Rosendaal F R, Doggen C J, Zivelin A, Arruda V R, Aiach M, Siscovick D S, Hillarp A, Watzke H H, Bernardi F, Cumming A M, Preston F E, Reitsma P H
Department of Clinical Epidemiology, Leiden University Medical Centre, The Netherlands.
Thromb Haemost. 1998 Apr;79(4):706-8.
A variant in prothrombin (clotting factor II), a G to A transition at nucleotide position 20210, has recently been shown to be associated with the prothrombin plasma levels and the risk of both venous and arterial thrombosis. The purpose of this study was to investigate the prevalence of carriership of this mutation in various populations. We combined data from 11 centres in nine countries, where tests for this mutation had been performed in groups representing the general population. We calculated an overall prevalence estimate, by a precision-weighted method, and, since the distribution of the prevalences did not appear homogeneous, by an unweighted average of the prevalences. We examined differences in the prevalences by geographical location and ethnic background as a possible explanation for the heterogeneity. Among a total of 5527 individuals who had been tested, 111 heterozygous carriers of the 20210A mutation were found. The prevalence estimates varied from 0.7 to 4.0 between the centres. The overall prevalence estimate was 2.0 percent (CI95 1.4-2.6%). The variation around the summary estimate appeared more than was expected by chance alone, and this heterogeneity could be explained by geographic differences. In southern Europe, the prevalence was 3.0 percent (CI95 2.3 to 3.7%), nearly twice as high as the prevalence in northern Europe (1.7%, CI95 1.3 to 2.2%). The prothrombin variant appeared very rare in individuals from Asian and African descent. The 20210A prothrombin variant is a common abnormality, with a prevalence of carriership between one and four percent.

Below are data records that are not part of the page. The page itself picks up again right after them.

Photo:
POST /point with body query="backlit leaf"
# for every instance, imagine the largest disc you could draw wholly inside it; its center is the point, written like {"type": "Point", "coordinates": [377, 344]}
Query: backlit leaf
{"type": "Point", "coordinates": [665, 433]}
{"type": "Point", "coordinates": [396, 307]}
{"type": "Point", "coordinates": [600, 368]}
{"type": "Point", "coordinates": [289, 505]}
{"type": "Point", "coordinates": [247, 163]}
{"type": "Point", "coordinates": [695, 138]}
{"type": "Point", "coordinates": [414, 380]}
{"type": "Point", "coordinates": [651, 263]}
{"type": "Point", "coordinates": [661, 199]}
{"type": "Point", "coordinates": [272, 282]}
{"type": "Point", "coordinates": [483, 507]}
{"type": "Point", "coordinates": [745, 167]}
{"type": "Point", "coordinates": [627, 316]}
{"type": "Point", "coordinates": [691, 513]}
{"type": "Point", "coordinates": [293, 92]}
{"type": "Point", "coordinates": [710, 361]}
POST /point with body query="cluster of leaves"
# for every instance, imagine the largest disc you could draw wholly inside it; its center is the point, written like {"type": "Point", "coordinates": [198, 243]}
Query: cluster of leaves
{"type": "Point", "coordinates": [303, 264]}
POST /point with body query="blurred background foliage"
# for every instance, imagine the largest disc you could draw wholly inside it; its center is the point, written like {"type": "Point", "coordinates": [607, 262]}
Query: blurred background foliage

It is more common in southern than in northern Europe. Since this distribution within Europe is very different to that of another prothrombotic mutation (factor V Leiden or factor V R506Q), founder effects are the most likely explanation for the geographical distribution of both mutations.
凝血酶原(凝血因子II)基因的一个变异,即核苷酸位置20210处的G到A转换,最近已被证明与凝血酶原血浆水平以及静脉和动脉血栓形成风险相关。本研究的目的是调查该突变携带者在不同人群中的患病率。我们汇总了来自9个国家11个中心的数据,这些中心对代表普通人群的群体进行了该突变检测。我们通过精确加权法计算总体患病率估计值,并且由于患病率分布似乎不均匀,我们还计算了患病率的未加权平均值。我们研究了地理位置和种族背景在患病率上的差异,以此作为异质性的一种可能解释。在总共5527名接受检测的个体中,发现了111名20210A突变的杂合携带者。各中心之间的患病率估计值在0.7%至4.0%之间。总体患病率估计值为2.0%(95%置信区间1.4 - 2.6%)。汇总估计值周围的变异似乎比仅由偶然因素预期的要大,这种异质性可以用地理差异来解释。在南欧,患病率为3.0%(95%置信区间2.3至3.7%),几乎是北欧患病率(1.7%,95%置信区间1.3至2.2%)的两倍。凝血酶原变异在亚洲和非洲裔个体中似乎非常罕见。20210A凝血酶原变异是一种常见异常,携带者患病率在1%至4%之间。它在南欧比在北欧更常见。由于欧洲内部这种分布与另一种促血栓形成突变(因子V莱顿或因子V R506Q)的分布非常不同,奠基者效应最有可能解释这两种突变的地理分布。